According to the conversations I hear at City Hall and quotes shared on Twitter from talk radio – which is apparently the preferred conversation vehicle of serious elected officials these days – there is none. We’re still squabbling over a couple of million that might have to come out of the general fund for the damn street car like it was our last dime. Which it apparently is. Because the other day I saw an editorial asking if it was more important to fund treatment for heroin addiction or bicycle infrastructure, as though responsible adults in a prosperous, successful city should have to choose. We can’t afford our trash collection, enough cops or to fill our pot holes and neighborhoods have to arm-wrestle each other for financial support.
It’s the contradiction between this hopeless message from our political leadership and what I observe with my own eyes that has made me grab onto this property tax issue like a rabid dog.
Where the hell is the money? The increased revenue that should be coming from more sales tax and more income tax from all the new construction jobs.
7 days a week I call government agencies, write blog posts, visit Council Members, make requests for public documents, study charts and contracts and websites – scouting out clues as to where the money is going.
Not that it’s particularly appreciated.
“I assure you there are plenty of people who understand how this works,” the head of one agency snapped when I stated that I had been unable to find anybody in the city other than the real estate developers who understands the complicated funding mechanisms that are fueling our growth. While everybody makes lip service to more public engagement in the political process, the truth is city and agency employees already have more work on their desks than they can handle and they don’t need me adding to their to-do list.

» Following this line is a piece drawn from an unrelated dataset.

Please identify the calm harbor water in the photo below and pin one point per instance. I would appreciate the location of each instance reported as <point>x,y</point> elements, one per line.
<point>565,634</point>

This poor-mouthing is not all empty political rhetoric either. Our municipalities are taking in less money from the state, the percentage property taxes contributes to the city’s bottom line has declined from 14% to 7%, the county is hurting and every city department has come to assume additional budget cuts on an annual basis.
I’ve lived in this city for 58 years and let me assure you, in terms of economic growth, this is as good as it gets. If we can’t figure out our money now, we’re doing something very wrong. And to reduce our problems to the street car operating budget is either disingenuous or economically illiterate.